About the authors: Amit Lichtenberg – Software Engineer (LinkedIn) and Hen Peretz – Solutions Architecture Lead (LinkedIn) at Epsagon.

On Jan 4th, 2021, Slack experienced one of its most significant outages of all time. Just when its entire US customers-base woke up for the first working day of 2021, Slack was hit with more than 3 hours of downtime, paralyzing its systems and APIs worldwide.

The outage and the retrospect which followed it provide a great story on the challenges of using third-party solutions in large-scale production environments. The story itself is interesting for two reasons. First, with Slack being a third-party vendor for thousands of companies, providing messaging, monitoring, alerting, and more – all of which became unavailable during the incident. And second, Slack demonstrated an inspiring level of accountability for its (in)stability, even when the root cause was great because of a third-party malfunction. 

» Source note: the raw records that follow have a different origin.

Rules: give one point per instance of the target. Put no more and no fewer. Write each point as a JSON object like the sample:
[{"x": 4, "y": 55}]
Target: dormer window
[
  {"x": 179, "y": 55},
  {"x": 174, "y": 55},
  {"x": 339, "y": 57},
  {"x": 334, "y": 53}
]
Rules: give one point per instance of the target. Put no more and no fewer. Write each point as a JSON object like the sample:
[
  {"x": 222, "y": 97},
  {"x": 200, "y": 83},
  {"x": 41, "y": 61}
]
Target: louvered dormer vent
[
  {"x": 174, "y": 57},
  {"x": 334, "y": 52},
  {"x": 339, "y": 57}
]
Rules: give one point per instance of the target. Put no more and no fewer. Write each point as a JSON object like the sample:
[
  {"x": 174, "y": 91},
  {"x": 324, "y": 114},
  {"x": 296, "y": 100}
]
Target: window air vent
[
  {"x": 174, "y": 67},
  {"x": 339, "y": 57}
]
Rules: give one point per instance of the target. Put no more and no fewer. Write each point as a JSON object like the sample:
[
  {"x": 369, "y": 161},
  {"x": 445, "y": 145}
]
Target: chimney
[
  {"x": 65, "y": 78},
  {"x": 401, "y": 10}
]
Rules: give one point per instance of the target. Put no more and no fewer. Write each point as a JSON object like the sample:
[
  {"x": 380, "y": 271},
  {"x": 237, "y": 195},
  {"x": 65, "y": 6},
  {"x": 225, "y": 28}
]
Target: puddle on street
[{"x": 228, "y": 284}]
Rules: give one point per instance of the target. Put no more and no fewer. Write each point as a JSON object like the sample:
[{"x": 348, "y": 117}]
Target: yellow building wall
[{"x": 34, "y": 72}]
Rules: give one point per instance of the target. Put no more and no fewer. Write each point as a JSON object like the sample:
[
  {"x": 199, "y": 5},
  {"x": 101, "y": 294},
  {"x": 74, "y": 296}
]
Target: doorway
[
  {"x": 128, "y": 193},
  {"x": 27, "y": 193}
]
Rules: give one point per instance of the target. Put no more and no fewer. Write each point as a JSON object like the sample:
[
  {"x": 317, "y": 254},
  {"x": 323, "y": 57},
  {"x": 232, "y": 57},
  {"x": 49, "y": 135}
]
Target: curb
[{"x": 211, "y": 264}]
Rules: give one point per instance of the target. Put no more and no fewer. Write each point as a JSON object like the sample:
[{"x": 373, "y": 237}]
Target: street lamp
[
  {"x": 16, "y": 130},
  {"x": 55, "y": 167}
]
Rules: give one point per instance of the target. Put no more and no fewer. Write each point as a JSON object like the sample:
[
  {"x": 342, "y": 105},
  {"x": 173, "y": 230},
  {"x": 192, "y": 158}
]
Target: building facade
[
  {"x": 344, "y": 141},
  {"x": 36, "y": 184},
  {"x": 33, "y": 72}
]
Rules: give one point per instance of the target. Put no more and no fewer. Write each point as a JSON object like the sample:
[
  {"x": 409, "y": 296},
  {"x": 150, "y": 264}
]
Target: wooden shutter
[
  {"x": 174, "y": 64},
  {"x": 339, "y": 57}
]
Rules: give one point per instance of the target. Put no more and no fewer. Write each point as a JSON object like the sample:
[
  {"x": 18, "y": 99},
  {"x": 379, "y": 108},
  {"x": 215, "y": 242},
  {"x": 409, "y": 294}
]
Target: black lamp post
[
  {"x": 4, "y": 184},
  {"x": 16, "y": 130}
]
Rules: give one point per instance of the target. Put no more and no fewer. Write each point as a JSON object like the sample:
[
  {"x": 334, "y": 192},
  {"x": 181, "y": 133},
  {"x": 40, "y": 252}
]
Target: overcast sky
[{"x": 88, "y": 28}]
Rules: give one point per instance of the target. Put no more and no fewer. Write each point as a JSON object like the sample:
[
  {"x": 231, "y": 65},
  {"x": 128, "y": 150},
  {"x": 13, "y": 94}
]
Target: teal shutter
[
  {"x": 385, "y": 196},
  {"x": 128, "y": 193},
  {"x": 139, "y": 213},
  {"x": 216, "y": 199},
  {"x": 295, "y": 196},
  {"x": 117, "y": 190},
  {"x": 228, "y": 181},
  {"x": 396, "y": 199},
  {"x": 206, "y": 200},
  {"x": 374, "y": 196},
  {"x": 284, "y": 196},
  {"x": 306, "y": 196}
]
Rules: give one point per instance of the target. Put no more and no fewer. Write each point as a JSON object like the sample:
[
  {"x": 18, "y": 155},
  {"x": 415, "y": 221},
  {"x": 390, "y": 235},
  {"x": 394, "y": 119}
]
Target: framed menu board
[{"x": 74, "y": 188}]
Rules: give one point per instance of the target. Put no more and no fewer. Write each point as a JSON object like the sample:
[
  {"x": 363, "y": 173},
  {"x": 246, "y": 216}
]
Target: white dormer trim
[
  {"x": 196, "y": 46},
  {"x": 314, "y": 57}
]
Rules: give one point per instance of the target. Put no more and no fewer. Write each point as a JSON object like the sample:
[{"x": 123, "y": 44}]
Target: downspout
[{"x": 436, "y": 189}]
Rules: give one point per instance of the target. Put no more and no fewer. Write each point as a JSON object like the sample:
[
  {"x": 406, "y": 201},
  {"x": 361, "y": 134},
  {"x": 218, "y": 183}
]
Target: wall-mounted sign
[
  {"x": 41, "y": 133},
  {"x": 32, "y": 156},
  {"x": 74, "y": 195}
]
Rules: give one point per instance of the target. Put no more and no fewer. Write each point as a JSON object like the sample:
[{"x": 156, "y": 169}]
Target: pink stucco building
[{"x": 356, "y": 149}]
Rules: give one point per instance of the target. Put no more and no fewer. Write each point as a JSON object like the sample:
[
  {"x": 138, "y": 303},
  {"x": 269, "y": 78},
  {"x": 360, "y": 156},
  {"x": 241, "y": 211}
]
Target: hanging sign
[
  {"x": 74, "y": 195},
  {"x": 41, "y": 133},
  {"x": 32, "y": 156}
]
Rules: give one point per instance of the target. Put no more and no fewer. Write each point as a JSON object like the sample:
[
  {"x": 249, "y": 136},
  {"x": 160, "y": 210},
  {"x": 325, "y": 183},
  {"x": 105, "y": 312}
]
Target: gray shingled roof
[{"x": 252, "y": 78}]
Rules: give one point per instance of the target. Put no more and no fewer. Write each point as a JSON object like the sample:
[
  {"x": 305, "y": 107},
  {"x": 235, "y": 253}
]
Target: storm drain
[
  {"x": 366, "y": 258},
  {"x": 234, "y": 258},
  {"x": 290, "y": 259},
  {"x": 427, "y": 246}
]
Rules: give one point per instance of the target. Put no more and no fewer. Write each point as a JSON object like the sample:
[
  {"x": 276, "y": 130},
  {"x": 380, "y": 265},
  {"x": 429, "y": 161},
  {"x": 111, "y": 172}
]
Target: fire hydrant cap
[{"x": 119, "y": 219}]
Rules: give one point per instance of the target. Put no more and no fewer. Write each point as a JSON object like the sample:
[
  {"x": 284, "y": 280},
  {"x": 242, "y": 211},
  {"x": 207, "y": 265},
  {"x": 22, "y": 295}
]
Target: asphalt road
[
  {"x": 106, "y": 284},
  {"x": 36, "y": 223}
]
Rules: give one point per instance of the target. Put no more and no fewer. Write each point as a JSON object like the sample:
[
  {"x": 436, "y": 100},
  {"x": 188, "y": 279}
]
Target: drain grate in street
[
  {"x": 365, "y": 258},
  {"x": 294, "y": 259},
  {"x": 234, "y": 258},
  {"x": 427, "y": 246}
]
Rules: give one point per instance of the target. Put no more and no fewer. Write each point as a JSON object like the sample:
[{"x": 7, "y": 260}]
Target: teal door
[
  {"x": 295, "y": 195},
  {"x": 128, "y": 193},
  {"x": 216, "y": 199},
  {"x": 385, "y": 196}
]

Using third-party solutions is a core principle in modern-day software architecture. By utilizing services offered by external software vendors, companies are able to move faster while maintaining focus on their own core business offerings. But what happens when a third-party service fails? Can you prepare for it? Detect it? And most importantly – can you maintain your production systems operational and keep your clients happy?

We believe that you can, and Epsagon can help – starting from understanding those dependencies, through monitoring the stability of your third-party links, and down to troubleshooting incidents caused by third-party solutions if and when they happen. 

Slack New Year Outage – What happened? 

With over 12 million daily active users from over 750K organizations, counting on a 99.99% uptime SLA, Slack being down is like cutting the phone lines of a small country. The impact was massive. It’s not just about organizations’ internal communication going down. Even Slack APIs, which are used for monitoring, troubleshooting, alerting, and more, were down. Losing these APIs for 3 hours left many operational arrays blindfolded.

Incident Analysis

On Feb 2nd, 4 weeks after the incident, the Slack team posted their postmortem of the outage. This reading is strongly recommended for anyone interested in the challenges of scalable cloud infrastructure.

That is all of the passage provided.